Double Ruby Rainbow Bug

What happens when “don’t do that” turns into “it worked before”? This is exactly the scenario I was faced with recently. We had a string of tickets in under two days with the same weird error message. This frequency normally indicates that something changed, but the error was in a weird place, didn’t seem to be related to any new code. Here’s the error people were reporting on Heroku:

remote: -----> Ruby app detected
remote: /tmp/tmp.y7163/bin/ruby: symbol lookup error: /tmp/build_c85cc440028913e25caa54b9ff2142/vendor/bundle/ruby/2.3.0/gems/json-1.8.6/lib/json/ext/generator.so: undefined symbol: rb_data_typed_object_zalloc
remote:  !     Push rejected, failed to compile Ruby app.

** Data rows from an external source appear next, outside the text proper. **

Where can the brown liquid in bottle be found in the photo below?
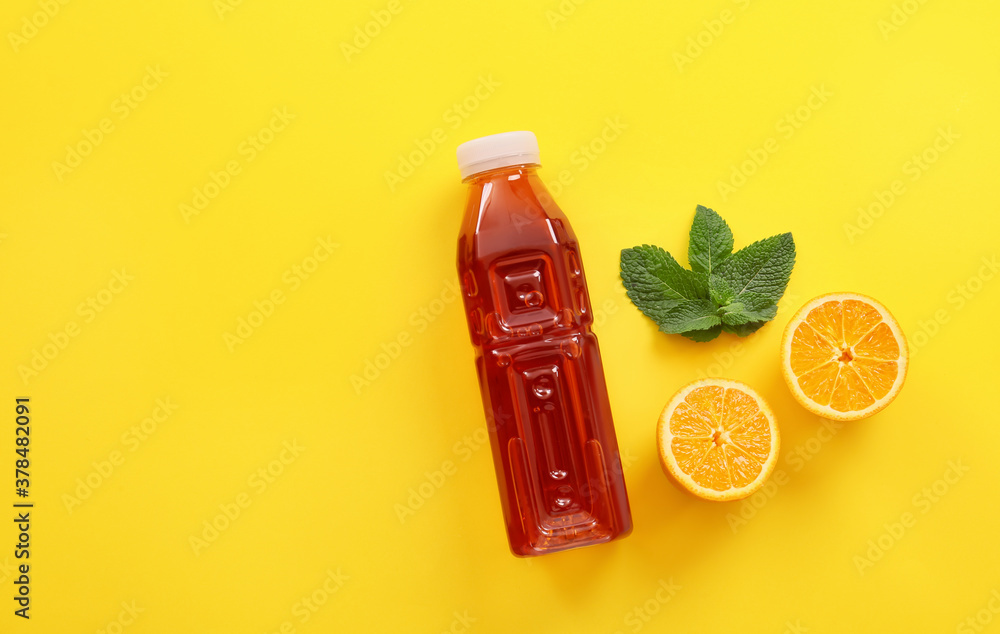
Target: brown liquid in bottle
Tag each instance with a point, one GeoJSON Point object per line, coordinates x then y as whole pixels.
{"type": "Point", "coordinates": [540, 373]}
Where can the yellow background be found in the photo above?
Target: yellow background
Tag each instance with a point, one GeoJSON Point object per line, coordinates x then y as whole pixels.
{"type": "Point", "coordinates": [698, 91]}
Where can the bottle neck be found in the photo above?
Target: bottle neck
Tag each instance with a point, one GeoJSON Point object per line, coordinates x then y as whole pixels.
{"type": "Point", "coordinates": [526, 169]}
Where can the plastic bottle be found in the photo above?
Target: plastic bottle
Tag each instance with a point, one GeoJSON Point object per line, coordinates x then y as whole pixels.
{"type": "Point", "coordinates": [540, 374]}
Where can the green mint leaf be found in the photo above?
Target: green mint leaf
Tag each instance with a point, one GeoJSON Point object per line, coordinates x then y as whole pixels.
{"type": "Point", "coordinates": [743, 330]}
{"type": "Point", "coordinates": [651, 275]}
{"type": "Point", "coordinates": [702, 336]}
{"type": "Point", "coordinates": [711, 241]}
{"type": "Point", "coordinates": [719, 290]}
{"type": "Point", "coordinates": [748, 307]}
{"type": "Point", "coordinates": [762, 267]}
{"type": "Point", "coordinates": [693, 314]}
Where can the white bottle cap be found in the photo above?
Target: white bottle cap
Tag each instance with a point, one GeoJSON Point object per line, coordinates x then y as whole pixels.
{"type": "Point", "coordinates": [497, 150]}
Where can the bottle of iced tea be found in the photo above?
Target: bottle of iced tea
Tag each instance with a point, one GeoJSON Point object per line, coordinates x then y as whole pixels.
{"type": "Point", "coordinates": [540, 374]}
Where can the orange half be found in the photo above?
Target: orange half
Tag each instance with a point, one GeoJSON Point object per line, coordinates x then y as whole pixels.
{"type": "Point", "coordinates": [718, 439]}
{"type": "Point", "coordinates": [844, 356]}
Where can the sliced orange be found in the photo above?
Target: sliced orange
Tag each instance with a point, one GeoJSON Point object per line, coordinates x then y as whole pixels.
{"type": "Point", "coordinates": [718, 439]}
{"type": "Point", "coordinates": [844, 356]}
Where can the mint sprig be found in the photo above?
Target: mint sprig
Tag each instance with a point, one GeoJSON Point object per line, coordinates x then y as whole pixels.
{"type": "Point", "coordinates": [723, 291]}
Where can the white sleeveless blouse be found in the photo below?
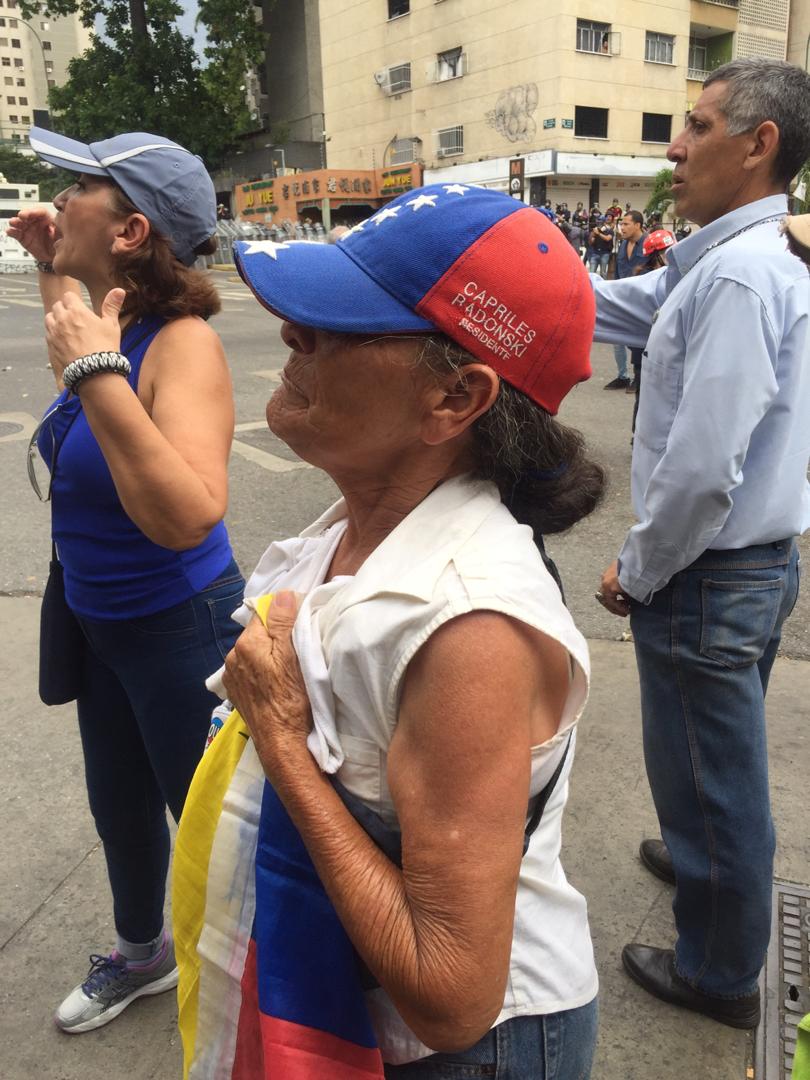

Pretty cryptic, right? After looking at a few, I figured out a common thread. They all were accidentally invoking the Ruby buildpack twice. Terence Lee dubbed this the “double rainbow” bug. But how is it possible to run the same buildpack twice? When you first deploy, we detect your language by executing bin/detect of each buildpack. The first one that returns a good exit code is chosen to compile the app. This buildpack is also “pinned”. So if you deploy an app with a Gemfile after you deploy, you’ll get this asset as your buildpack:

$ heroku buildpacks
=== floating-falls-58476 Buildpack URL
heroku/ruby

So the buildpack for the app is heroku/ruby. Now if you wanted to add another buildpack. Let’s say you’re using heroku-buildpack-pgbouncer/. If you were following along with the directions It will tell you to first add the pgbouncer buildpack

$ heroku buildpacks:add https://github.com/heroku/heroku-buildpack-pgbouncer

But then it also had an example of using the master branch of the heroku/ruby buildpack:

# Don't do this
$ heroku buildpacks:add https://github.com/heroku/heroku-buildpack-ruby

Note: Master of the ruby buildpack may be slightly ahead of heroku/ruby, don’t specify it unless you want to live on the edge.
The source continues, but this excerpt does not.